Maybe a justifiable one.
He closed his eyes tightly again and one hand came up to pinch the bridge of his nose.
It was a shot that’d burn fine the whole way down, maybe even ride like a high for a couple hours before inescapable reality wormed its way back in: he was playing with fire with a half-baked plan more akin to a wild acolyte’s prayer to a half-rotted echo of a once powerful Dark Lord than a bloody strategy.
Witnesses or no, there would be questions. What was he doing on Quesh in the first place? What was his involvement? Was there any correlation between the deep cover Cipher operative appearing to a highly secretive Intelligence ally and a massive explosion of unstable chemical compounds?
Fuck. When was the last time he’d slept?
“Who-?!” Administrator Kroius flapped his arms, apparently having relocated his misplaced indignation. “Who do you think you are coming in here like this?! ‘Routine’ inspection? Why, I never-”
“You will not speak a word about this. To anyone.” Nine fixed a withering glare on the scientist. “You wouldn’t want me to make another unscheduled, unannounced visit, would you, Administrator Kroius?”
Kroius took a hesitant step back as the Cipher rounded on him, squared him up in his sights again. 
Nine’s eyes narrowed. “Good man.” And an exhausting act. Nine holstered his blaster. “Now, as for the Dimalium Six.”
“You’re a crazy one,” Kroius muttered. “You’re still going after that?”
“And you won’t lay hands on it again, understood?”
“What?”
“Not another drop - not for Imperial Intelligence, not to anyone, not from you.” Kroius raised one clawed hand, but remained silent in Nine’s penetrating stare. “Don’t worry about them. Remember what I am, Administrator.” He stalked languidly towards his prey, letting a step or two drag for emphasis.
Kroius had the good sense to stay put. A hound was usually given to the thrill of a chase.
“I… didn’t catch your moniker, operative.”

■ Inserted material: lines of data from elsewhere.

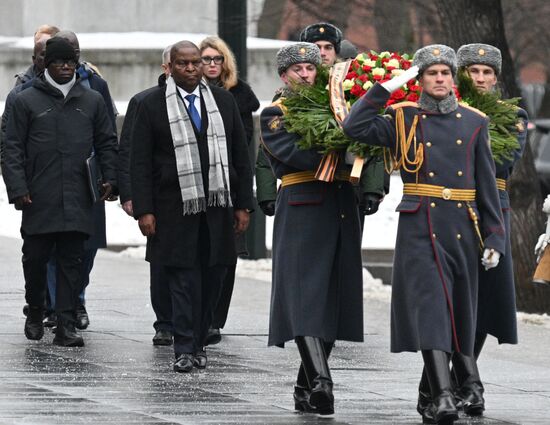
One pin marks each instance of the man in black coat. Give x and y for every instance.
(88, 77)
(160, 292)
(53, 128)
(192, 189)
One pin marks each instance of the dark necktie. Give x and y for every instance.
(193, 113)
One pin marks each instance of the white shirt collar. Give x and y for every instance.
(184, 93)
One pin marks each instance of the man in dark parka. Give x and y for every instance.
(191, 186)
(316, 296)
(449, 208)
(53, 127)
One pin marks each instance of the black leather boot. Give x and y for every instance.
(424, 395)
(65, 334)
(442, 410)
(314, 361)
(469, 390)
(302, 390)
(34, 327)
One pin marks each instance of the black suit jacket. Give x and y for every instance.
(155, 186)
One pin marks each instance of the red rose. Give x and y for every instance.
(399, 94)
(356, 90)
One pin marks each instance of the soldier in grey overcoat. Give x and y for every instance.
(450, 208)
(317, 274)
(496, 313)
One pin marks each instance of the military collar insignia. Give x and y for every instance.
(275, 124)
(445, 106)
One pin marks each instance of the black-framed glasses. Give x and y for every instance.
(182, 63)
(60, 62)
(207, 60)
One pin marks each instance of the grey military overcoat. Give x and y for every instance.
(317, 272)
(497, 295)
(435, 272)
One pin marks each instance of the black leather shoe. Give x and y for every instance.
(424, 400)
(50, 320)
(301, 400)
(200, 359)
(162, 337)
(442, 410)
(34, 328)
(82, 319)
(214, 336)
(470, 399)
(184, 363)
(321, 397)
(66, 336)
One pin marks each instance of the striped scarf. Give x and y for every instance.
(188, 162)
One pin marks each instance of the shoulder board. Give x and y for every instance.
(471, 108)
(403, 105)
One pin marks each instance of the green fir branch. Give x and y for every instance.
(503, 129)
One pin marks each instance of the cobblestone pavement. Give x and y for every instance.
(119, 377)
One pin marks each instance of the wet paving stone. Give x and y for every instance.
(120, 378)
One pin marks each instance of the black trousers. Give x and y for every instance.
(68, 255)
(194, 293)
(160, 298)
(222, 306)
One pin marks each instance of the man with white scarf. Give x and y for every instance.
(191, 183)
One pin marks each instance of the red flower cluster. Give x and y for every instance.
(369, 68)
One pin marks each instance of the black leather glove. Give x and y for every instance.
(370, 203)
(268, 207)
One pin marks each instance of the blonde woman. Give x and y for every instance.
(220, 69)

“Cipher.” Nine turned without so much as a dismissive glance to the astromech and collected the rest of what he’d come for. “That’s all you need to know, Administrator. Try not to let it keep you up at night. Bad for health, I understand.”
“O-of course, Cipher. I-”
Nine’s narrowed eyes pierced him over his shoulder as he stuttered.
“It’s not really my decision to make, Cipher, but-!” He raised a clawed hand to stave off the fiery spark ready to ignite in the agent’s eyes again. “I assure you, I will do everything in my power to comply.”
“See that you do.”
Cipher Nine left with his head held high even as it ached sickeningly, twisting a poisoned blade in his heart.
One shot could have ended all of this.
Coward.
How many more agents were going to pay the price because he hadn’t pulled the damn trigger?
You've changed nothing. The cost of maintaining cover, biting back the bile that rose in his throat - a good agent even when no direct command had been inescapably issued to worm its way through him, to hollow out whatever remained that wasn't utterly Cipher Nine. Pride of Imperial Intelligence.
Right. Pride. As if it wasn't the root of this whole damn cancerous mess.
Nine shook his head in a vain and fruitless attempt to clear it. There was still the chemical mines, a job to finish. It may yet be enough - however temporary - to cut the beast at the source.